I’ve facilitated conversations with people who have want to make change in their lives, but who have also said, “But I can’t imagine my life any other way.” I’ve also facilitated conversations with people about writing, and they often say “I am not creative, I can’t write.” That’s like saying, “I can’t hear anything but my inner critic.” The impetus to create is often sparked by an external factor (wanting something to change in our lives or receiving a writing prompt), and the impetus to express is often an internal one (that experience that comes along with change or work). I often ask and encourage people to “Write your own story,” and the process is the same, whether creating fiction or real-life change. What you find in the story—the self expression—is rooted in the exploration to the reaction, “How did I get here? How do I get there? And where do I go?” That is your story.
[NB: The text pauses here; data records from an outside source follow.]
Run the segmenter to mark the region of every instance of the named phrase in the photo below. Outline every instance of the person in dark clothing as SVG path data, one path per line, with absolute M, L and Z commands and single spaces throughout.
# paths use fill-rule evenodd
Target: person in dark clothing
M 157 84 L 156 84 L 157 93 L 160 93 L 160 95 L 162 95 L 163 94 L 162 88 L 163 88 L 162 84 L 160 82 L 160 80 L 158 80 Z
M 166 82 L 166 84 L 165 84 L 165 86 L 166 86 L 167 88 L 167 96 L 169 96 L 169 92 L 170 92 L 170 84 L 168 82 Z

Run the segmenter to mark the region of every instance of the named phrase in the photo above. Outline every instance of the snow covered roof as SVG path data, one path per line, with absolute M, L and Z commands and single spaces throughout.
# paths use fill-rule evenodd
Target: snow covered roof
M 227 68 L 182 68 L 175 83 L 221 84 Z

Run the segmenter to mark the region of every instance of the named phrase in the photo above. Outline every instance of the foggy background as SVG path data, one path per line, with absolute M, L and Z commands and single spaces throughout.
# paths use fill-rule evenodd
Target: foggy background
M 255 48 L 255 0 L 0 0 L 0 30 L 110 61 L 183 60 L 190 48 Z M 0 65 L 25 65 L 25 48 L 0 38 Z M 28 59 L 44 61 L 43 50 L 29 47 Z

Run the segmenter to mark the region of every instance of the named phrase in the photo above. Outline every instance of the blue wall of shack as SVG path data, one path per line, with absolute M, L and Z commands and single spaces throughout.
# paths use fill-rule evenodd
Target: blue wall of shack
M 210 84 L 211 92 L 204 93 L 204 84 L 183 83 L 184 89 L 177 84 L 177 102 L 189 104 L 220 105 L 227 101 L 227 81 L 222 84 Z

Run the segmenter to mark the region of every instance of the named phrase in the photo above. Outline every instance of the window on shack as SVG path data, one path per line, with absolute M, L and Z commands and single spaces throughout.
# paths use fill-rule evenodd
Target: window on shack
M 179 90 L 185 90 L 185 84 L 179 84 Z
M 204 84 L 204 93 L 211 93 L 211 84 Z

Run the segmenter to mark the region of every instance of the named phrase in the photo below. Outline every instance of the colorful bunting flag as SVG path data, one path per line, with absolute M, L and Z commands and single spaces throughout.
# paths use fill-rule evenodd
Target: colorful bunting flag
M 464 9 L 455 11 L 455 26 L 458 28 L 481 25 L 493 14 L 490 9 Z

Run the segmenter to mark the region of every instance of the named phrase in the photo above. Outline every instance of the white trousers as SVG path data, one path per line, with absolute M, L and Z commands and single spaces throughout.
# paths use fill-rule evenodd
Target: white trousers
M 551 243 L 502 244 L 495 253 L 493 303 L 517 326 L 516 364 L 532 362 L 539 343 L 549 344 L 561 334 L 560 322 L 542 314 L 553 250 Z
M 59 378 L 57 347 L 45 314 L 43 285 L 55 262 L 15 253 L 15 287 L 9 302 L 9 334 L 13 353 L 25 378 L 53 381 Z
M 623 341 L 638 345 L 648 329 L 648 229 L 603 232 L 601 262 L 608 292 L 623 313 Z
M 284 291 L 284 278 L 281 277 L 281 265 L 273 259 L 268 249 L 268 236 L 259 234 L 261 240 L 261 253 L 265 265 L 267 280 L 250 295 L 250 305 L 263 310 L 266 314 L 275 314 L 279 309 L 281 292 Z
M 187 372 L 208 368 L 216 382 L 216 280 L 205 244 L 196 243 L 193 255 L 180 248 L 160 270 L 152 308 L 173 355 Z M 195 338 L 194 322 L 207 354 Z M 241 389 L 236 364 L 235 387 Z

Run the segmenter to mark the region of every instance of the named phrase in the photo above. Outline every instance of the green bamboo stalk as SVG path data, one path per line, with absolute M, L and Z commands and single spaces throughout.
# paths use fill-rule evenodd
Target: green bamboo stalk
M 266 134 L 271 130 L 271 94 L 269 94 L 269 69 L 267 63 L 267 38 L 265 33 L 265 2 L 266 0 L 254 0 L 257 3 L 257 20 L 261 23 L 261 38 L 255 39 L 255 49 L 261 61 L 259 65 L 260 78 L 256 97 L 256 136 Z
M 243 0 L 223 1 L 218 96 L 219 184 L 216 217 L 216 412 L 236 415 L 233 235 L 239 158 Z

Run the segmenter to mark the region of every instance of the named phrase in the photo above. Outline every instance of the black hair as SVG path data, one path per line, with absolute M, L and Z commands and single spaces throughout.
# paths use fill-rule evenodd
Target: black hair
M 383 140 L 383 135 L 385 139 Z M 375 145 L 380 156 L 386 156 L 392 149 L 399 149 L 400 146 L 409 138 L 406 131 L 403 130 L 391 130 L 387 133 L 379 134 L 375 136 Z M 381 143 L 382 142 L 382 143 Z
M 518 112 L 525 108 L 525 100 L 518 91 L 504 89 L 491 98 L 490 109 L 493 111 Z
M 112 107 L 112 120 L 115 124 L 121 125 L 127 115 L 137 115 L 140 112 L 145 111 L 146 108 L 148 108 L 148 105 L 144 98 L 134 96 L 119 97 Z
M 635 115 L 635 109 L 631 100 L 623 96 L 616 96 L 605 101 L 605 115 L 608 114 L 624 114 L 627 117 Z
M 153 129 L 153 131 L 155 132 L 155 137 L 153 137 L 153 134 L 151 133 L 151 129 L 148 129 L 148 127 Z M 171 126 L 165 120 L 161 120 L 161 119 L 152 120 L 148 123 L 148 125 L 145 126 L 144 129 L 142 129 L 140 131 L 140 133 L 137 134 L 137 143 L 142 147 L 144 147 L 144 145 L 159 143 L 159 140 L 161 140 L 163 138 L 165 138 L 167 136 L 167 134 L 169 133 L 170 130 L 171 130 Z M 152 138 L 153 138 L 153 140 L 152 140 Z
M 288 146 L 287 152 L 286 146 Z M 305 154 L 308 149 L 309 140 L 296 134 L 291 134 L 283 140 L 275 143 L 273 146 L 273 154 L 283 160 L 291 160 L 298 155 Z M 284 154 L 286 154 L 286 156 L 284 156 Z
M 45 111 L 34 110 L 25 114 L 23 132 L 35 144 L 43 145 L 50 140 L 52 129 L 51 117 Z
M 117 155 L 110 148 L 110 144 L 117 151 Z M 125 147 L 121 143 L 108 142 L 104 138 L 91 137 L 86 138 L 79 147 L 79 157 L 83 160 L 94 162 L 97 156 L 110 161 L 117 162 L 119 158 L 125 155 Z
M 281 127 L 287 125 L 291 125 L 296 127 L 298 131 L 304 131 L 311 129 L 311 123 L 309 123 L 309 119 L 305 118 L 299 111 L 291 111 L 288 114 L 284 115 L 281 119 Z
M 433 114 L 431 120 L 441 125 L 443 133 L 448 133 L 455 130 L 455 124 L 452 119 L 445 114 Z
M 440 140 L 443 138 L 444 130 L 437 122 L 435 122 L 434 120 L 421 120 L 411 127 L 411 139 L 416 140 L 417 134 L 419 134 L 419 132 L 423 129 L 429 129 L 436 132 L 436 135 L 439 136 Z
Write your own or explore the one you have—it  involves the same creative process.

After reflecting, I realized that receiving “humor” as a prompt was not what I wanted but what I needed: I need to laugh at myself. I was so serious over the whole creative thing! Likewise, I get sooo serious when trying new things, as in, if the new thing doesn’t work or feel good, I feel like it’s an investment wasted. But this isn’t the case IRL. So this creative writing experience created a little bit of space between the cramped inner voice that was so loud and close that I couldn’t hear anything else, and what was actually happening outside me. And, I wanted the dog to react in a way that embodies courage, not fear, because that’s how I aspire to be (even if it doesn’t happen).

May you be excellent to yourself in the creative writing process!